Throughout my 25 years of experience in creative direction, design, and user experience design fields I’ve had fantastic opportunities to work in many worlds, on many different kinds of projects, playing many different roles. I am intimately familiar with the product and service evolution, from initial market research and audience discovery to launch strategies and agile development cycles. When you bring me on board, you bring a seasoned consultant with the ability to deep-dive. I cover the gamut of strategic and tactical, from writing to designing, from prototyping to focus group moderation.
Some Personal Notes:
I spent nine years in Chiclayo, a desert town only 10 miles from the ocean. One inch of rain falls every 10 years. Surrounded by Pre-Columbian temples, cities and burial mounds still untouched by the claws of progress, I grew up with a deep appreciation for history and art from other cultures. I also grew up with some of the largest sand dunes one could ever hope to see – majestic at sunset, when the clay and volcanic ash would reflect the orange sunlight and turn the dunes to rainbow colors. The warmth of Chiclayo’s citizens is matched only by its climate.
Nine years living in Lima. Capital city, bustling with spicy culture, night life, and a literary sense of the tragic. Citizens and residents of this post-colonial capital call it “Lima La Horrible”…I’ll let you guess what that means. It’s impossible not to hate Lima, but by the same token, it’s impossible not to love it either. The city bustles with the sounds, sights, and smells of humanity; no portion of this city is left untouched by the bristling masses of Peruvians migrating to city life. Its place in history is shiny and impressive, and remnants of that place litter the city in forms of Spanish balconies, intricately built churches, magnificent plazas, and your occasional cobblestoned street. Lima is an old lady, but in many ways, she’s still a feisty, combative one who makes you pay dearly for the privilege of living with her. A city known better by its extremes, it made me.
When I first moved to the United States, I had no idea that culture shock awaited me. Not only did I change countries, but I moved to a country within a country. Birmingham is a strange, strange place for those not accustomed to life in the heart of ‘Dixie Land’. As kind and hospitable as people were, I couldn’t stand it – I was out of Alabama within that first year.
I travelled to London not so much from a desire to go to Europe, but because I needed to get out of the USA. Growing up in Latin America, I believed that the US was ‘home,’ and, once there, I quickly discovered that ‘home’ was the most foreign place I’d ever lived.
London was fantastic. A scholarship allowed me to explore London’s cultural and artistic offerings without additional financial worry. Spending a lot of time with Henry Moore’s ‘Recumbent Figure,’ I embraced silence and empty space as rich methods of communication. I learned more about being human.
This place epitomizes the small, southwestern town. It’s not a rare occasion to see a red blanket of clay barreling your way via the dust storms that leave everything thickly coated with earth. Tumbleweeds, those big balls of dead shrubbery, were everywhere. I went to school here – the first school to offer me a scholarship after my stint in England. Abilene was desolate, and in that quiet, isolated place, boredom began to breed imagination.
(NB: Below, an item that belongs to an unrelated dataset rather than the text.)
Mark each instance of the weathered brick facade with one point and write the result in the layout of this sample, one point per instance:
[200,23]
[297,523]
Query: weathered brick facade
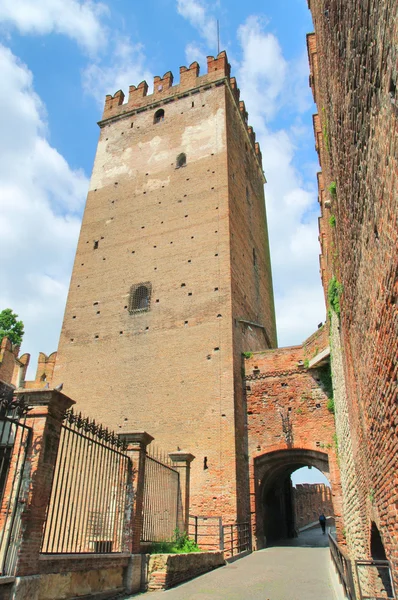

An inspired period for me.
Dallas is one of those places people love, hate, or both. Some love it because it offers career opportunity. Others hate it because it seems so cold and corporate. Dallas offered me opportunity, art, good friends, and a thriving multicultural community. I moved away in early 1999, and in many ways regretted it.
Durham, North Carolina
Think of Durham as a small island of progressivism in a state as green as its cities are new. For the urban child, all the organic life can take some getting used to.
I returned! I missed the openness of Texans, its juxtapossed array of characters and landscapes, and all that makes this place such a warm place to live in. So glad to be back!
The Internet is the perfect phenomena for the distribution of stories and yarns – some commercial, some not. Regardless, I’m here to stay. Not because I love technology, or because I love the constant shift in innovations. I love it because so long as there is no end to people using the Internet, there will be no end to good yarns.
So when you bring me into your team, you’ll be getting a resource with a keen understanding of technology as a means to express your story, not the end.